A Associação para a Escola de Novas Tecnologias (FORINO) apresentou hoje, em parceria com entidades nacionais, o projecto Fortic, um programa que tem como objectivo integrar pessoas com deficiências no mercado de trabalho das Tecnologias da Informação, em especial na área dos contact e dos call-centers.



Com início formal no passado mês de Outubro, o projecto, actualmente na fase de arranque, prolonga-se até Junho de 2004 e contempla a formação e a certificação em TIC de 80 cidadãos, 20 com deficiência motora congénita e outras 20 com deficiência motora adquirida, 20 formadores para entidades que acolham pessoas com deficiência e outros 20 facilitadores para a prestação de serviço em entidades de apoio e reabilitação de pessoas com deficiência.



Maioritariamente em regime de eLearning, as acções de formação começam em Fevereiro do próximo ano e visam certificar os formandos em vários domínios, nomeadamente na familiaridade com sistemas operativos, processamento de texto, folhas de cálculo, redes e Internet e apresentação de gráficos, na área das tecnologias da informação, e em técnicas de atendimento e comunicação com o cliente, em técnicas de negociação e venda e de resolução de problemas, na área comportamental, visando a futura integração em centros de contacto e call centers.

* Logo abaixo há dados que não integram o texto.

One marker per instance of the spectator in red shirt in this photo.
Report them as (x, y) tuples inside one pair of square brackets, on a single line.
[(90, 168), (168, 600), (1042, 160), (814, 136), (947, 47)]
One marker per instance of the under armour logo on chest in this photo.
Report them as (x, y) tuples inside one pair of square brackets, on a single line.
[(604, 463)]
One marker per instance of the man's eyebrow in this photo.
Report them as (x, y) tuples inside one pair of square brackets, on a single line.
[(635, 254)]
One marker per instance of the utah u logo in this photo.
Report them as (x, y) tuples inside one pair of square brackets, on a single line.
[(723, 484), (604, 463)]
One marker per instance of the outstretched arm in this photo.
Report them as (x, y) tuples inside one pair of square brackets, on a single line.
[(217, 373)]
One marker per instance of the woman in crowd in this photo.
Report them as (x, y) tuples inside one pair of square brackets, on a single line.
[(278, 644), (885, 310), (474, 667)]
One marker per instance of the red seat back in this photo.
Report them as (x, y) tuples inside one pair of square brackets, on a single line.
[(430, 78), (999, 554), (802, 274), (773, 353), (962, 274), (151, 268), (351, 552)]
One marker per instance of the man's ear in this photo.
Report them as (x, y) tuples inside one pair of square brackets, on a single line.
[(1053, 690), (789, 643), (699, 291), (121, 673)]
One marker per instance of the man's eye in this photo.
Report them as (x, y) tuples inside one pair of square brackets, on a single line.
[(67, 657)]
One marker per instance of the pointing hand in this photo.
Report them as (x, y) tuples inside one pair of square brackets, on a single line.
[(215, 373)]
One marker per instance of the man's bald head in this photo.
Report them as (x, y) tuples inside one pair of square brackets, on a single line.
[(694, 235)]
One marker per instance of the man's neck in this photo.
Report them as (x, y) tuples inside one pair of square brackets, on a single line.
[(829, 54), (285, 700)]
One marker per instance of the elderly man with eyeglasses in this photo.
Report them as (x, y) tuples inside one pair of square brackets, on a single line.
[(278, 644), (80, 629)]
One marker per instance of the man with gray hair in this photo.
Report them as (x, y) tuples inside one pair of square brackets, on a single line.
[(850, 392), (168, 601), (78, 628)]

Inserido no âmbito do programa comunitário EQUAL, o Fortic conta com a parceria de outras entidades como a PT Inovação que fornecerá a plataforma de eLearning, a ANETIE e a ECDL. Foram ainda estabelecidos protocolos de colaboração com outras organizações e empresas, nomeadamente a Altitude Software e a Plurimarketing e outras entidades que operam com pessoas com deficiência, como a CERCICA e a CRINABEL.

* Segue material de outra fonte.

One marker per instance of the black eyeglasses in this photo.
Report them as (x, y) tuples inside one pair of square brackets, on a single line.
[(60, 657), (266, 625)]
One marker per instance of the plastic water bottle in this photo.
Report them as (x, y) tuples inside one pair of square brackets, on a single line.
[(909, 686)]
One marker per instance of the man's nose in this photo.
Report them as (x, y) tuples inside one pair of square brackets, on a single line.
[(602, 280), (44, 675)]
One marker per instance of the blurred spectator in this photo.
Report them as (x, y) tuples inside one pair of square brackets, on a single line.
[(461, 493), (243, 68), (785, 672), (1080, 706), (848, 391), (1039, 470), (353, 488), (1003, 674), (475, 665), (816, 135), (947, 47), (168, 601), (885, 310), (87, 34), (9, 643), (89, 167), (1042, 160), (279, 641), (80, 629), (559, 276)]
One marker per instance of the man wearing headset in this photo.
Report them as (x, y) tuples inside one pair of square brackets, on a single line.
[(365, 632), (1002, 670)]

Mais do que o objectivo inicial de dar formação e integrar indivíduos com deficiência no mercado de trabalho, o projecto visa igualmente "o desenvolvimento de infra-estruturas que lhe permitam avançar com outros projectos e ideias diferentes no futuro", referiu Luís Santana, coordenador operacional do programa, em conferência de imprensa. "Para tal temos de continuar a constituir protocolos com outras entidades e principalmente criar uma rede de empresas receptoras para a integração de pessoas com deficiência", acrescentou.